# Unread posts / new replies



## Jungle (2 Jan 2014)

The shortcuts to Unread posts / new replies at the top of the page have disappeared.


----------



## Mike Bobbitt (2 Jan 2014)

Click on the arrow circled in blue and it should come back.


----------



## Jungle (2 Jan 2014)

Thanks...  :-[


----------



## Mike Bobbitt (2 Jan 2014)

Don't worry, it comes up from time to time and it will again. It's a pretty subtle arrow and easy to miss.


----------



## s2184 (5 Jan 2014)

Mike Bobbitt said:
			
		

> Click on the arrow circled in blue and it should come back.



Thank you.

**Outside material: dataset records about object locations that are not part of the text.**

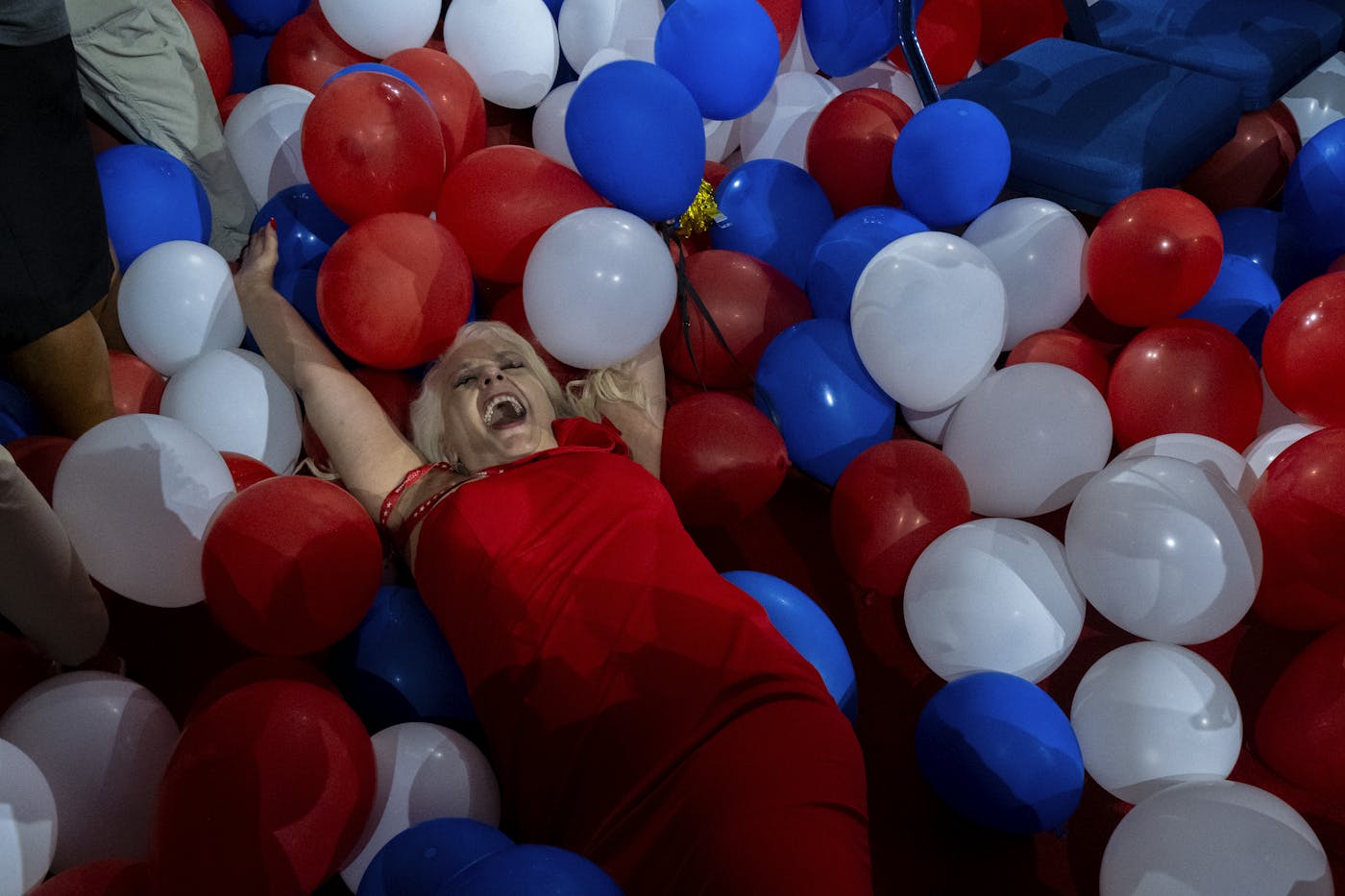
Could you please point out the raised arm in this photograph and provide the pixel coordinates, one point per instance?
(365, 446)
(634, 397)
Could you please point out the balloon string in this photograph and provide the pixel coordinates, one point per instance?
(688, 295)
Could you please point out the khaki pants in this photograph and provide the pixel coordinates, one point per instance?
(44, 590)
(140, 71)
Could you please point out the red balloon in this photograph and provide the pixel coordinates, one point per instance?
(950, 37)
(39, 458)
(1300, 510)
(372, 144)
(136, 386)
(394, 289)
(501, 200)
(1248, 170)
(246, 472)
(452, 93)
(103, 878)
(306, 51)
(722, 459)
(1068, 349)
(1304, 350)
(888, 505)
(255, 668)
(1153, 255)
(268, 791)
(748, 301)
(510, 311)
(1301, 725)
(291, 566)
(784, 15)
(1012, 24)
(1186, 375)
(211, 37)
(849, 148)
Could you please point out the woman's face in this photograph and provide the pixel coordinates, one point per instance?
(495, 409)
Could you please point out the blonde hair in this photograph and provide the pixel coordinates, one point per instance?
(578, 399)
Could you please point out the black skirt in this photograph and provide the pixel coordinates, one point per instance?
(54, 257)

I have been using Army Forum for six months, and only today I have found this feature to easily check unread posts and new replies. 

Why the unread posts are limited to 10? I notice in some php forums unread posts are visible for unlimited pages sorted in order by time when I click the link for 'View new posts'.


----------



## Mike Bobbitt (7 Jan 2014)

s2184 said:
			
		

> Why the unread posts are limited to 10? I notice in some php forums unread posts are visible for unlimited pages sorted in order by time when I click the link for 'View new posts'.



I can attest that they go well beyond 10. I have 681 pages of unread posts.  Be aware though that the link at the top simply shows unread posts since your last visit, so if you visit frequently it may be a low number. Down at the bottom there is a button to show all unread topics, which may be what you're looking for. At least until you see the list of them.


----------